Dass qualifiziertes Pflegepersonal in Österreich rar ist, ist die bekannte traurige Realität. Aber die ehemalige Direktorin einer Wiener Seniorenresidenz soll das auf die Spitze getrieben haben – statt diplomierter Pfleger sollen Heimhilfen den Laden geschmissen haben. Das Resultat: 17 betagte Bewohner litten Schmerzen. Vor Gericht weint die Frau: „Ich war nicht zuständig.“
Völlig verdreckte Medizingeräte, abgelaufene Medikamente in Schränken, viel zu wenig Pflegepersonal – das waren die desaströsen Zustände in einer Wiener Seniorenresidenz. 17 hilflose Bewohner erlitten schmerzhafte Pflegeschäden: Aufliegegeschwüre, Gelenkversteifungen und auch Knochenbrüche.
Tränenreiche Aussage
Das sind zumindest die bekannten Fälle, die die Anklageschrift gegen die ehemalige Direktorin der Einrichtung umfasst. Die sitzt im Saal 303 im Wiener Landl und vergießt reichlich Tränen. Die Staatsanwältin wirft der Frau vor, sie habe als Verantwortliche zwischen 2019 und 2022 beim Pflegekraftmangel einfach weggesehen. Beschwerden des Personals soll sie einfach vom Tisch gewischt haben. Stattdessen seien einfach Heimhilfen angewiesen worden, Pflegetätigkeiten zu machen – für die sie natürlich nicht qualifiziert waren.
Es ist mir nicht gesagt worden, dass ich für die Pflege zuständig sein muss. Ich wurde fürs Kaufmännische eingestellt.

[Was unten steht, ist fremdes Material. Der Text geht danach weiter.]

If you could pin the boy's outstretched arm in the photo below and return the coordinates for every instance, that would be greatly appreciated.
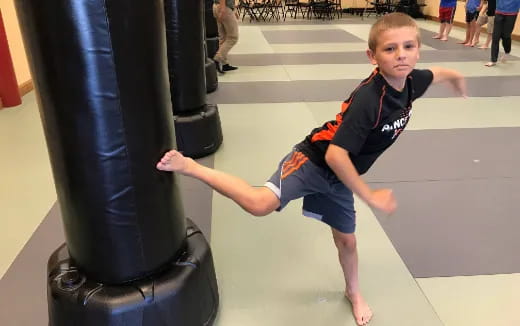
(339, 161)
(455, 79)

Ehemalige Direktorin des Pflegeheims
Doch hört man der Aussage der Angeklagten so zu, stellt sich die Frage, was die Aufgaben der damaligen Direktorin eigentlich waren. „Es ist mir nicht gesagt worden, dass ich für die Pflege zuständig bin“, weint die Frau, die auf Nachfrage den Unterschied zwischen diplomierten Krankenpflegern und Heimhelfern nicht nennen kann. Sie spricht von kaufmännischen Tätigkeiten, hätte sich mit Beschwerden über das Essen befasst oder der Planung von Geburtstagsfeiern der Senioren. „Mir waren keine Pflegemissstände bekannt“, schluchzt sie.
Pflegedienstleiter belastet Ex-Chefin schwer
Dabei belegt ein Dokument des Betriebsrates eindeutig, dass der Personalmangel mehrmals angesprochen wurde. Der ehemalige Pflegedienstleiter sagt im Zeugenstand über die Ex-Direktorin: „Sie hat pflegepersonaltechnisch alles übernommen.“ Ende 2020 hätte die Angeklagte außerdem gemeint, sie benötige die wöchentliche Meldung zu den Mitarbeitern nicht mehr. Stattdessen sei minderqualifiziertes Fremdpersonal ohne Deutschkenntnisse eingesetzt worden.
Keine vernünftigen Pfleger für 100 Senioren
Zuletzt sollen in der Residenz, in der rund 100 betagte Senioren lebten, fast keine diplomierten Gesundheits- und Krankenpfleger mehr gearbeitet haben. Mittlerweile musste das privat geführte Heim seine Türen schließen. Der Verteidiger kritisiert: „Es ist nicht ganz verständlich, warum meine Mandantin hier alleine sitzt. Die Verfahren gegen alle anderen wurden eingestellt, obwohl das die Verantwortlichen waren.“ Über ihnen saß jedoch die Angeklagte und wusste Bescheid, so die Sicht der Staatsanwaltschaft.
An einem zweiten Termin am 29. Mai werden weitere Zeugen gehört. Der ehemaligen Direktorin drohen wegen Quälens und Vernachlässigen wehrloser Personen bis zu drei Jahre Gefängnis.